# CAAD9 VS Synapse Carbon



## LOUISSSSS (Dec 14, 2009)

*CAAD9 VS Synapse Carbon VS Six*

I'm looking between the three bike lineups and trying to decide which will suit my riding style better. I already have a SS/FG Road bike that i ride around town and just did the NYC 5 Boro Bike Tour with. 

I'm looking for a bike with some gears that i can alternate with for longer rides; something that can keep me on the bike for longer distances and with faster speeds. 

I'm trying to decide between the CAAD9 4 VS the Synapse Carbon 5 VS the Six Carbon 5. Is the Carbon 5 worth the extra few hundred $$ and 105 drivetrain as opposed the the 4's Rival drivetrain?

And also, Since the drivetrains and components of the Synapse and Six Carbon 5 are the same, what is the difference between the bikes? They're the same price.

Any other tips/comments/recommendations?


----------



## Ranilus (Feb 26, 2010)

Different geometry between Synapse and Six. Ride them.


----------



## LOUISSSSS (Dec 14, 2009)

Just compared the Spec list between the Synapse and Six. Everything except Frame & fork is identical. 

Which bike has the better quality CF?

whats each bike designed for?


----------



## Hank Stamper (Sep 9, 2009)

The CAAD 9 and Six have a geo designed for someone who want to race or ride in that way.

The Synapse has a more relaxed geo.

People have raced at a very high level (probably not crits though) with the Synapse and by the same token some other people enjoy all day rides on the Six and CAAD so the difference in GEO may or may not apply to a particular persons wants.


----------



## jlyle (Jul 20, 2007)

From your description of what you want to do with your bike - MHO, get the Synapse. As Hank said, it's a more relaxed geometry. Other than geometry, the carbon frame is more road friendly than the the Aluminum one. Aluminum frames don't absorb road shock very well and have a harsh feeling. Modern carbon frames are very light, but still very stiff and quick, but with a more comfortable ride over rough asphalt.

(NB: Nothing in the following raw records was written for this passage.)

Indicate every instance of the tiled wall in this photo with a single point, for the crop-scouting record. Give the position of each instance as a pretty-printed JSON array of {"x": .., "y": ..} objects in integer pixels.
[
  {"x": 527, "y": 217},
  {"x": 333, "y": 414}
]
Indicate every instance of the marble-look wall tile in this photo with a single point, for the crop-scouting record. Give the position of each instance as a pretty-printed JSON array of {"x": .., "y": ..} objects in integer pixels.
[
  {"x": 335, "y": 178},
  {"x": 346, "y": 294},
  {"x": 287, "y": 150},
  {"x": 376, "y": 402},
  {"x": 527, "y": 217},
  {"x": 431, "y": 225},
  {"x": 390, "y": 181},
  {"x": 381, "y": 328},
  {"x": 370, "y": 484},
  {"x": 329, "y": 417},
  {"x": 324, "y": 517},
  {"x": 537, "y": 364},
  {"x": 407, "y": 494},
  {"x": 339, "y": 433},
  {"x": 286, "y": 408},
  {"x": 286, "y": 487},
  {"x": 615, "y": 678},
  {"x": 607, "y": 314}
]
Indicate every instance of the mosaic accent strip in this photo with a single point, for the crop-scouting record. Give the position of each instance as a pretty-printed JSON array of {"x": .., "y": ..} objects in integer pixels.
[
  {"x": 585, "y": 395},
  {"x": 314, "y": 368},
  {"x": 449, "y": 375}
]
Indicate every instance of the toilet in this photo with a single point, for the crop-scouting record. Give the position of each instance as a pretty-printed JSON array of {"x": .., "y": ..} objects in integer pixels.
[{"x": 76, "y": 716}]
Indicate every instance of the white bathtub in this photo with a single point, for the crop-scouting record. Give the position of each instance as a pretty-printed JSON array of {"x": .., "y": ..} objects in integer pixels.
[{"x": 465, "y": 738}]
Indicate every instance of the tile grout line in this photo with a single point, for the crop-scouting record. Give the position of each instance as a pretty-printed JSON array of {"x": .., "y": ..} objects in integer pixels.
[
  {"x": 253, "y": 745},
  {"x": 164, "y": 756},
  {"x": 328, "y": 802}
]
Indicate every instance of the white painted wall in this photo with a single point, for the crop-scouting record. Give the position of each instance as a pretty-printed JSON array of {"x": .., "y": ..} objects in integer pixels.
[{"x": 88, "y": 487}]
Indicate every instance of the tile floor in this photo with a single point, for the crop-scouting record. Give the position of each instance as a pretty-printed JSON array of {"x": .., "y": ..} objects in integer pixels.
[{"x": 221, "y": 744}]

My CAAD7 is a great bike, but I've not used it since I bought my carbon-framed SuperSix. I hope this helps.


----------



## ph0enix (Aug 12, 2009)

LOUISSSSS said:


> Just compared the Spec list between the Synapse and Six. Everything except Frame & fork is identical.
> 
> Which bike has the better quality CF?
> 
> whats each bike designed for?


Both are made of the same CF. The Six is more agressive - closer to the SuperSix except that it has a slightly longer head tube so it's a bit more comfortable. I have the Six Carbon 5 and I love it. It's a great bike:

http://www.cannondale.com/esp/esp/Reviews/Details/1044-Cycling-Plus-Chooses-the-SIX-CARBON-105 (this is the Euro version of the Carbon 5 with Mavic Aksium wheels and a Fi'zi:k saddle).

The CAAD9's geometry is exactly the same as the SuperSix's except that it has a Al frame - many would say that it's the best Al frame in the world. The 105 drivetrain is not the lightest but it works well whether you're a beginner or a seasoned rider. It's a proven system that has been around for decades. The SRAM Rival group is fairly new but I hear it also works very well. The Shimano shifters uses STI while the SRAM utilizes DoubleTap - different ways of shifting but both are very intuitive. I tend to favor SRAM over Shimano even though I'm currently using 105. One day, I'll probably upgrade to either Force or Red.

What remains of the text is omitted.